L'évangile du mercredi (Mt 25, 31-40) - Ste Marguerite d'Youville, religieuse

Le Christ parle à ses disciples de sa venue. Ce sera celle du jugement dernier où, entouré des anges, le Fils de l’homme est assis sur un trône de gloire comme un Roi devant qui comparaissent toutes les nations. Il y a d’abord une séparation: les bons sont à droite, les mauvais à la gauche. Aux bons le Roi déclare: Venez, les bénis de mon Père, recevez en héritage le Royaume préparé pour vous depuis la création du monde. Suit l’énumération des bonnes oeuvres que les bénis ont faites pour les autres, en réalité pour le Christ lui-même. Le texte de l’épître de Jacques parle de la charité comme de la condition nécessaire à une foi vivante.

L’évangile nous donne une vision du jugement dernier dans le ciel: le Christ est glorieux, assis sur un trône comme un roi et entouré des anges.

Le jugement est le moment pour les bénis du Père de recevoir le Royaume en héritage. Un héritage suppose un lien de famille avec celui de qui on le reçoit. Les bénis du Père font partie de la famille du Père. Cet héritage a été préparé depuis la création du monde. C’est dire qu’au départ du monde il y avait une intention de Dieu; il y avait un dessein d’amour. La Genèse dit qu’un Esprit planait sur les eaux, un Esprit d’amour, disent les commentaires. C’est maintenant la réalisation qui est décrite:  le Royaume est donné aux bénis du Père.

L’accueil qui est fait à ces bénis du Père est lié à l’accueil qu’ils ont fait à ceux qui étaient dans le besoin. Le Christ se déclare solidaire de ceux qui ont faim, qui ont soif, qui sont seuls, qui sont pauvres ou qui sont malades. Ce qui est fait pour eux est fait à Lui. Et saint Jacques, dans son épître  (2,14-18), rappelait que la foi pour être vivante devait se traduire dans des actes.

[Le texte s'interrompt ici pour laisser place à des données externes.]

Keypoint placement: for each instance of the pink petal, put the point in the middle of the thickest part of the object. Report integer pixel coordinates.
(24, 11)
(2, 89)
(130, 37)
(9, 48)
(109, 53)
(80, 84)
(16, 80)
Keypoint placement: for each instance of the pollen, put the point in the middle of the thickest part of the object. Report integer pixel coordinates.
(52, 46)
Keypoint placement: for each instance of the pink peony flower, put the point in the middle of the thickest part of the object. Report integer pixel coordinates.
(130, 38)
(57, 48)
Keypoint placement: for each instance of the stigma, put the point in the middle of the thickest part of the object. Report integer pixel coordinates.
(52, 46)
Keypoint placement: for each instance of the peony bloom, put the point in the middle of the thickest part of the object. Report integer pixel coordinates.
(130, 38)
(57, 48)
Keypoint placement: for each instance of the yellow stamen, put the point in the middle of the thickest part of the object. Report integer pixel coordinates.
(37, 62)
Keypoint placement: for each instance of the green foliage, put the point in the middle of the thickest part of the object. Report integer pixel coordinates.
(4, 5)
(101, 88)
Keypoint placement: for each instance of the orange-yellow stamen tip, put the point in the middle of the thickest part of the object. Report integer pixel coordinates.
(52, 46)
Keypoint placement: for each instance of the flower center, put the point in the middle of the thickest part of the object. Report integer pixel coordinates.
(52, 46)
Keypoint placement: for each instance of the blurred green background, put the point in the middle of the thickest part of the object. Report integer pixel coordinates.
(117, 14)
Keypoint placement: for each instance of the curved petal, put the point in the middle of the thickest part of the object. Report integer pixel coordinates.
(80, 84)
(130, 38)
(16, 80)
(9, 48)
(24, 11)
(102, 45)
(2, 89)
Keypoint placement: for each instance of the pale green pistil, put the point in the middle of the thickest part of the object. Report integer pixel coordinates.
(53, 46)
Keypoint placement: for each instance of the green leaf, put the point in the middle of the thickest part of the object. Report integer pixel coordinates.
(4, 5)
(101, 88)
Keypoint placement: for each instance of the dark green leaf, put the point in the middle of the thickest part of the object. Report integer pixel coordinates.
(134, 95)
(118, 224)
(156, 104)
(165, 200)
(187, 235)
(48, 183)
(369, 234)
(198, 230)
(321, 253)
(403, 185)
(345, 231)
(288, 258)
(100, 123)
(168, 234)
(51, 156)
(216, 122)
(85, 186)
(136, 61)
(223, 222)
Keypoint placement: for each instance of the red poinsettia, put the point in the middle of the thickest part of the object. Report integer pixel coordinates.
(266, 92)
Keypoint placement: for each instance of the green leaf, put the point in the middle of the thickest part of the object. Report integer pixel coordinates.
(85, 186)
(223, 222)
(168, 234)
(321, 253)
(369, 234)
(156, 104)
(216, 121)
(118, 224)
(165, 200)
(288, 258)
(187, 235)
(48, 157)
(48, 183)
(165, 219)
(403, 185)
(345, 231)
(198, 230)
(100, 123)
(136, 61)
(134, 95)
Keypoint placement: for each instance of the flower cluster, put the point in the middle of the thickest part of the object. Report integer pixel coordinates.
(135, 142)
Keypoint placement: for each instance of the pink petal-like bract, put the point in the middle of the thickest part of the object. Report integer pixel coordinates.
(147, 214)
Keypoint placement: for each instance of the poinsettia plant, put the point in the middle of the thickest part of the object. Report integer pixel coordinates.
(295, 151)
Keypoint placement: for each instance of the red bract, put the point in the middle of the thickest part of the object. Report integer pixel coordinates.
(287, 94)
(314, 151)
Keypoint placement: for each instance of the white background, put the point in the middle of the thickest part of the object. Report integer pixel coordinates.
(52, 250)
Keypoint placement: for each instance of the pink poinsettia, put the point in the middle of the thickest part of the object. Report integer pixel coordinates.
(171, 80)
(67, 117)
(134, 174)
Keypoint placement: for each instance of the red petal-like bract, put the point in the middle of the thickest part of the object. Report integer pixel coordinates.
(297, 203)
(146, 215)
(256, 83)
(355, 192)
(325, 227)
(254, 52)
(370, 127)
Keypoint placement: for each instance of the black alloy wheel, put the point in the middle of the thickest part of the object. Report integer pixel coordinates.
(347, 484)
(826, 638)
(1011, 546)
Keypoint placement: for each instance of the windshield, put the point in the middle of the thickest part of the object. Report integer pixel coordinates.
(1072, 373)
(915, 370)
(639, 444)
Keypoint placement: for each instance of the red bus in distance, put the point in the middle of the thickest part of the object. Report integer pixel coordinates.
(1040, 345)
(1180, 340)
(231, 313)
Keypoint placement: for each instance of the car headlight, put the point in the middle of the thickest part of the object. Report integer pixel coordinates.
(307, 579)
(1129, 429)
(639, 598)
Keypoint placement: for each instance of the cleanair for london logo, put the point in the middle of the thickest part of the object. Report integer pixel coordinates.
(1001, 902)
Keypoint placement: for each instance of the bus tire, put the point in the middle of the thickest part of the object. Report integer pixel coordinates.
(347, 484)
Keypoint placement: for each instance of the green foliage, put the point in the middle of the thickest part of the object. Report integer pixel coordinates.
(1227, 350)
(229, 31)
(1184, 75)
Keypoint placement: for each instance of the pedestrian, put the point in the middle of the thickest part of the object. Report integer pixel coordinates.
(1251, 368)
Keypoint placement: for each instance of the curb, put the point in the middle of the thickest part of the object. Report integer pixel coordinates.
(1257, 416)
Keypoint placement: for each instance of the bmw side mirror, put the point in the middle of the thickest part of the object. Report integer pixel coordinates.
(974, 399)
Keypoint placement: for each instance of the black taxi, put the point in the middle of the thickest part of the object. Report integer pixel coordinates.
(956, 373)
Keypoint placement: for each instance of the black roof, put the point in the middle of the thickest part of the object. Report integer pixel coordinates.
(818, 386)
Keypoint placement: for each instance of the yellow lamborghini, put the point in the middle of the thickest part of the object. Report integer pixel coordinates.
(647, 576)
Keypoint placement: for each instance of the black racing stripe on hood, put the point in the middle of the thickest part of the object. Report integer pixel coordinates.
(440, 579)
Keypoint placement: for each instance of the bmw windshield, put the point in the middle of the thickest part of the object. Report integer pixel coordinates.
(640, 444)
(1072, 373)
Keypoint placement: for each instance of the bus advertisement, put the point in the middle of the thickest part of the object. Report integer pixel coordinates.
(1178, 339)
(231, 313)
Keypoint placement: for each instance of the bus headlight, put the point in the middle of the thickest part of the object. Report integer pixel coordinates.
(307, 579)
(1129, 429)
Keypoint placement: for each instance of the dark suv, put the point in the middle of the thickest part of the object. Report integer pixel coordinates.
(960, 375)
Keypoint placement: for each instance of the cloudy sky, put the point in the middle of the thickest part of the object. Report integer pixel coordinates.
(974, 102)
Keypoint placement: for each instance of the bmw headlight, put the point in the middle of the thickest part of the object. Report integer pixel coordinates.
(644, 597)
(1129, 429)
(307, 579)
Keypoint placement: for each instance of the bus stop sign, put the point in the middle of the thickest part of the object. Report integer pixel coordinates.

Une icône, intitulée Le Sauveur, qu’on peut voir dans l’entrée de la Villa Loyola, montre le Christ qui enseigne. Il tient en main un livre ouvert qu’il nous montre. Sur la page, nous voyons la citation de notre texte de Matthieu. Mais le peintre a changé une lettre dans la citation. Au lieu de “l’héritage préparé pour vous”, il a mis “l’héritage préparé pour nous”. Il rend ainsi présente et actuelle la promesse du Christ pour les spectateurs d’aujourd’hui qui méditent cette parole du Christ. C’est sans doute bien conforme à l’intention de l’évangéliste qui voulait rappeler à ses lecteurs que le Royaume était leur héritage à condition de se rappeler qu’ils étaient des enfants de Dieu et que derrière ceux qu’ils servaient avec amour il y avait la présence du Christ.